FAY BU BÖLGEDE FAZLA ENERJİ BİRİKTİREMİYOR?

Depremin neden daha fazla büyümediğini Japon uzmanın haritasıyla açıklayan Bektaş, "6,2 DEPREMİNİN DURDUĞU YER. Dünyaca ünlü creep uzmanı Japon Uchida, 2019 Modeline göre fayın sürüklenerek deprem enerjisini en çok harcadığı, deprem üreten kabuğun (sismik kabuk) en ince olduğu İstanbul'a en yakın bir yerdir. Doğuya doğru sürüklenme ve tam kayma sığlaşmaktadır. Fay kırılmasının durma sebebi fayı hareket ettiren enerji fayın sürtünme direncinden azdır.

Fay bu bölgede fazla enerji biriktiremiyor." diyerek yüreklere su serpti.

ERCAN’DAN YENİ AÇIKLAMA: BEKLENEN EN BÜYÜK DEPREM

Prof. Dr. Övgün Ahmet Ercan, yaşanan 6.2 büyüklüğündeki İstanbul depreminin ardından ortaya atılan deprem tahminleriyle ilgili konuştu. Trakya bölgesi ve İstanbul için tahminlerini aktaran Ercan, "7,5-8,0 deprem büyüklükleri bilimsel tutarsızlık içerdiği anlaşılmıştır" dedi.

İstanbul'da Silivri açıklarında yaşanan ve çevre illerde de hissedilen 6.2'lik deprem, beklenen büyük Marmara depremi korkusunu yeniden tetikledi. Deprem sonrası birçok uzman, yaşanan ve beklenen depreme ilişkin görüşlerini dile getirdi.

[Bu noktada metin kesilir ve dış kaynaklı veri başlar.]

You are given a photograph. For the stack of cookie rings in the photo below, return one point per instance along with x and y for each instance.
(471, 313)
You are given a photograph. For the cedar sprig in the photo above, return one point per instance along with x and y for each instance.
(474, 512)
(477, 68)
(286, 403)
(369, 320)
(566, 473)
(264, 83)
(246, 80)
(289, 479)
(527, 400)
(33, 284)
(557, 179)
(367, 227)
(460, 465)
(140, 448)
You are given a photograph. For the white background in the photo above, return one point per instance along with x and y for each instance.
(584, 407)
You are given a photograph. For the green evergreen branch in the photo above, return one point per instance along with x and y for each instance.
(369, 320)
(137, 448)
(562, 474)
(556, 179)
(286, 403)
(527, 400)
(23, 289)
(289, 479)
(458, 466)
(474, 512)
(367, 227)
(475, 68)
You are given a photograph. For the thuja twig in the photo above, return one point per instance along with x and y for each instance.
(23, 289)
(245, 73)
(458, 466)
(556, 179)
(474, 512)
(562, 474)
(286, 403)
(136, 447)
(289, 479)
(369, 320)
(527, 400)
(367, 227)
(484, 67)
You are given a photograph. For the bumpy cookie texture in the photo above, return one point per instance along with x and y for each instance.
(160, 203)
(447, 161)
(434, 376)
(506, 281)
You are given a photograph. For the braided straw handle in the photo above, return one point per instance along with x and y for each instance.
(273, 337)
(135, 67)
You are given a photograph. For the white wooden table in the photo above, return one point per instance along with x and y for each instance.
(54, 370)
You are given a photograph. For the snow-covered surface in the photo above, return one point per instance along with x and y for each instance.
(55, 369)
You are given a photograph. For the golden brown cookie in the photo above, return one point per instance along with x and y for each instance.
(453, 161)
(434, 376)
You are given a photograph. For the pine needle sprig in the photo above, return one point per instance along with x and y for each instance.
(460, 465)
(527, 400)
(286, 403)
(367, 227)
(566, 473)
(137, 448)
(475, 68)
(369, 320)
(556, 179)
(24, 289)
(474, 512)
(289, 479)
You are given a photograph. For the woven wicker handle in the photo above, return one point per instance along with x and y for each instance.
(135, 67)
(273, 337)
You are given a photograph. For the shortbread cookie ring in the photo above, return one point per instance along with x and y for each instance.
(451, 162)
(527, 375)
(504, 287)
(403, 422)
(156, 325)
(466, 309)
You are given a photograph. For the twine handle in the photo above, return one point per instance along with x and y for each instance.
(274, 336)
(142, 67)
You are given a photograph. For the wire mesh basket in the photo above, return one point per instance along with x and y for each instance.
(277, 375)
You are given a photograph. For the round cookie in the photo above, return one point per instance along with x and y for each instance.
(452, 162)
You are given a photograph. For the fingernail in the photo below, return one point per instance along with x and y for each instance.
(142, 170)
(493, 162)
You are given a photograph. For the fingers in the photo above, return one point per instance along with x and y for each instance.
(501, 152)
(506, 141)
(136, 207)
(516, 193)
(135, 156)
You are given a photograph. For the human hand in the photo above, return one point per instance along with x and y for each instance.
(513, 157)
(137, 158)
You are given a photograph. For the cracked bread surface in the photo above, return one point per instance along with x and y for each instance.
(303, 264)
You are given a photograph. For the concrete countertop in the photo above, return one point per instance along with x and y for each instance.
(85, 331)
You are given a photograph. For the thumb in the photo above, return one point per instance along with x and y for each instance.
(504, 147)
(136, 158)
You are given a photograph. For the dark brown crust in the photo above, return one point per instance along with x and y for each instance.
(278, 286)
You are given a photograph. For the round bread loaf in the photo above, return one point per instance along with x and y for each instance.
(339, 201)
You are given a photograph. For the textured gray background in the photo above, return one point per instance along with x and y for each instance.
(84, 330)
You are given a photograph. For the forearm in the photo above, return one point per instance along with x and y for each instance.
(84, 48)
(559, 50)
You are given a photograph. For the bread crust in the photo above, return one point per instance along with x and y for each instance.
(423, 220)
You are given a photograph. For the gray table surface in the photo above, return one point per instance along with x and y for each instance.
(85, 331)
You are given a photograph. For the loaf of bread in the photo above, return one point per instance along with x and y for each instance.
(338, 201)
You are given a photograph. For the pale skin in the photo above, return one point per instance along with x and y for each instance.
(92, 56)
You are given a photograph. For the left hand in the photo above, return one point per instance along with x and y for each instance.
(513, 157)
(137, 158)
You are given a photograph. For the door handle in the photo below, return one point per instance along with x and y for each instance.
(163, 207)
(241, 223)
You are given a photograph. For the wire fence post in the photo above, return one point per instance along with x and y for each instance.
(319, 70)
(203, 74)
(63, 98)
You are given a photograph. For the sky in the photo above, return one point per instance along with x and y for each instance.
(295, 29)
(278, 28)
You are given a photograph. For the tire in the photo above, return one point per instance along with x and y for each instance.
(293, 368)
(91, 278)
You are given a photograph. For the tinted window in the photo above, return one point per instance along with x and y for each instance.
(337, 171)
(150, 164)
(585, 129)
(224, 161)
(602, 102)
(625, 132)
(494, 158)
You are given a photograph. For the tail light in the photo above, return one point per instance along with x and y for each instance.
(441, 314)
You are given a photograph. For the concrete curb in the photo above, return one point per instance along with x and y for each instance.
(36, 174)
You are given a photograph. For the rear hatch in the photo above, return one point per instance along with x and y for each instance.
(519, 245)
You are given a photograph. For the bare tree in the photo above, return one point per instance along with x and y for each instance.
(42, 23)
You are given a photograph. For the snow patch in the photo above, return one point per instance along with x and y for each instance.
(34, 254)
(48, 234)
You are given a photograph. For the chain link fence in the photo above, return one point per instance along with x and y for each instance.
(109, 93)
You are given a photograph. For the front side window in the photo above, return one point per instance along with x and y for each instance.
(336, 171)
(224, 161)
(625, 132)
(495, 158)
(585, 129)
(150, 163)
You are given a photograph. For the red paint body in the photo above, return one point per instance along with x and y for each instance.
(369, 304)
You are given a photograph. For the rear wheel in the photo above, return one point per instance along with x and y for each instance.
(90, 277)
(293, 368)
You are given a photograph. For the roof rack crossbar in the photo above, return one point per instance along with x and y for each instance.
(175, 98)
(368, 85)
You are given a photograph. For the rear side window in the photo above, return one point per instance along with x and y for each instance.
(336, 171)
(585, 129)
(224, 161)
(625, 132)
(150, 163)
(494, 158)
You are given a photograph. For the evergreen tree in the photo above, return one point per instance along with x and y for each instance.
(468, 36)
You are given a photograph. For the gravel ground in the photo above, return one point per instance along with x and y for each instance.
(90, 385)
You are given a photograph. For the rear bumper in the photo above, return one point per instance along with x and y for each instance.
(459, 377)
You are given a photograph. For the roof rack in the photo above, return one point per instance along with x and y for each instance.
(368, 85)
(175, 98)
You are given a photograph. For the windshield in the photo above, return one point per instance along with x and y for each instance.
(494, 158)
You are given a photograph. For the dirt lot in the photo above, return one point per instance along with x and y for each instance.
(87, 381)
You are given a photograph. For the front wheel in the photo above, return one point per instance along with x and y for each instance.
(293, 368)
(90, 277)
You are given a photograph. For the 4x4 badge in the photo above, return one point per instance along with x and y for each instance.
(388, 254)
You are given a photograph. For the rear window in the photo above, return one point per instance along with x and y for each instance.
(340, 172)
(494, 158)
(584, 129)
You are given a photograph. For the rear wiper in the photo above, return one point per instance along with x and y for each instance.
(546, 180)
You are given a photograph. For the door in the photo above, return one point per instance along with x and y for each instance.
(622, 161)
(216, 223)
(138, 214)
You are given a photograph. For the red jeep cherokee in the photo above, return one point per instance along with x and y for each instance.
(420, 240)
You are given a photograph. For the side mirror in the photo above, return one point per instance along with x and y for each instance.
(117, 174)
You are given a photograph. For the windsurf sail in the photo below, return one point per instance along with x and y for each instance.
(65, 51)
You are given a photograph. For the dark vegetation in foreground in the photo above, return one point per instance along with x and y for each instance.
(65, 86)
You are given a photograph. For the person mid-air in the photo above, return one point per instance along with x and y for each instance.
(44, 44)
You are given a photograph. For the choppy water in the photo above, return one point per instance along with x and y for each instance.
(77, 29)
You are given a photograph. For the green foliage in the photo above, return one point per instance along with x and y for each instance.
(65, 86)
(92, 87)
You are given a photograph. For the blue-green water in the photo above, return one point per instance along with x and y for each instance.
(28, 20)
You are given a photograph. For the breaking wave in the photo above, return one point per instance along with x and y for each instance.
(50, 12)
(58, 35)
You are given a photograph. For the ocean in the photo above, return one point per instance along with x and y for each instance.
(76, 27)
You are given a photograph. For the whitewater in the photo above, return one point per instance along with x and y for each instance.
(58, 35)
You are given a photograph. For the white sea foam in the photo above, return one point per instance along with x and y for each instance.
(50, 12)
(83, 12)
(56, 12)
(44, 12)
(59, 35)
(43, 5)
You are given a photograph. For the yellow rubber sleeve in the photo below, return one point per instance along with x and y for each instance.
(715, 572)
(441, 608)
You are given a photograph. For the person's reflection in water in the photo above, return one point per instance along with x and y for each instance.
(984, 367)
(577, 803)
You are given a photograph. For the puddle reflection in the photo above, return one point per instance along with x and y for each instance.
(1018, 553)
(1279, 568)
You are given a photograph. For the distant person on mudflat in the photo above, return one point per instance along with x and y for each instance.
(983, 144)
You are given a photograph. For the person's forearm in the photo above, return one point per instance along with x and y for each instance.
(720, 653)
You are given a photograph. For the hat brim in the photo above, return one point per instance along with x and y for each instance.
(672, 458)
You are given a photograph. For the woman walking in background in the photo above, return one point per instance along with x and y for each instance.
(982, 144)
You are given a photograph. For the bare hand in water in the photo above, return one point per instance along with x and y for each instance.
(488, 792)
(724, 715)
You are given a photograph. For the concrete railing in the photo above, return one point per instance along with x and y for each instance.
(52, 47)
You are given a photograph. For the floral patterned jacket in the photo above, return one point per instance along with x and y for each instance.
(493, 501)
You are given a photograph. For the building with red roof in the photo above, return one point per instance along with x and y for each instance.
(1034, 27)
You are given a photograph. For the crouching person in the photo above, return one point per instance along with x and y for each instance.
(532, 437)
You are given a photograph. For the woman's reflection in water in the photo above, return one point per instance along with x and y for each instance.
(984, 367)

Bilim İnsanı Prof. Dr. Övgün Ahmet Ercan, sosyal medyada yaptığı paylaşımla depreme dair 8.0 büyüklüğü gibi tahminlerin bilimsel tutarsızlık içerdiğini dile getirdi

"BİLİMSEL TUTARSIZLIK İÇERİYOR"

"Son olan M 6,2 depremi gösterdi ki, kuzey Marmara tek parça bir kırıktan oluşmuyor. Dolayısıyla M7,5-M8,0 deprem büyüklükleri bilimsel tutarsızlık içerdiği anlaşılmıştır. Son gelinen nokta 1999'dan beri vurguladığım Trakya ile İstanbul kolu olmak üzere iki depremli bir kırılma olacak. Beklenen en büyük deprem M7,0-M7,2Son deprem de kırk boyunu 28 km kısalttığına göre Trakya kolunda M6,9-M7,1e düşmüs, İstanbul kolunda ise M6,4-M6,7 arası iki deprem."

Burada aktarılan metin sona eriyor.